Kazakhstan: Revised data confirm economic deterioration in Q1
June 30, 2016
A sharp plunge in oil and gas prices, along with Russia’s protracted recession weighed heavily on the economy. Revised data confirmed that Kazakhstan’s GDP contracted 0.2% over the same period last year, which represented the economy’s first contraction since 2009. Kazakhstan’s GDP growth, which is reported on a cumulative basis, began to decelerate sharply in Q1 2015.
A more complete set of data for the economic sectors showed that a further contraction in the industrial sector and in services, were the main drivers behind Q1’s deterioration in Kazakhstan’s economy. Industry began to contract since the second half of 2015 and weakness carried over into the first three months of this year as the secondary sector contracted 0.8% on an annual basis. Meanwhile, ballooning inflation and weak domestic demand prompted services to deteriorate toward the end of 2015 and the sector continued to contract in the first quarter (Q1: -0.2% year-on-year). A silver lining to the strong drops observed in other sectors was an expansion in agriculture, which grew 2.9% year-on-year. Moreover, growth in the construction sector maintained a robust pace at the outset of the year.
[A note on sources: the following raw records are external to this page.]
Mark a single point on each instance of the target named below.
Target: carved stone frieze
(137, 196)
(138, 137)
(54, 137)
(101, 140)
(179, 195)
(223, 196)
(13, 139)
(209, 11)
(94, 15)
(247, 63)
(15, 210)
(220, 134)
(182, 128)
The current slack in economic activity, along with prospects of a protracted recession in Russia and low commodities prices—particularly in oil and base metals—prompted the government to reduce its growth forecast for 2016. The government expects the economy to expand 0.5% in 2016, which was notably revised down over a previous 2.1% projection. Kazakh officials stated that the main factor behind the cut is the oil price. Previously, the government had based its budget on an annual average oil price of USD 40 per barrel. In its adjusted budget for this year, the government now predicts an average oil price of USD 30 per barrel.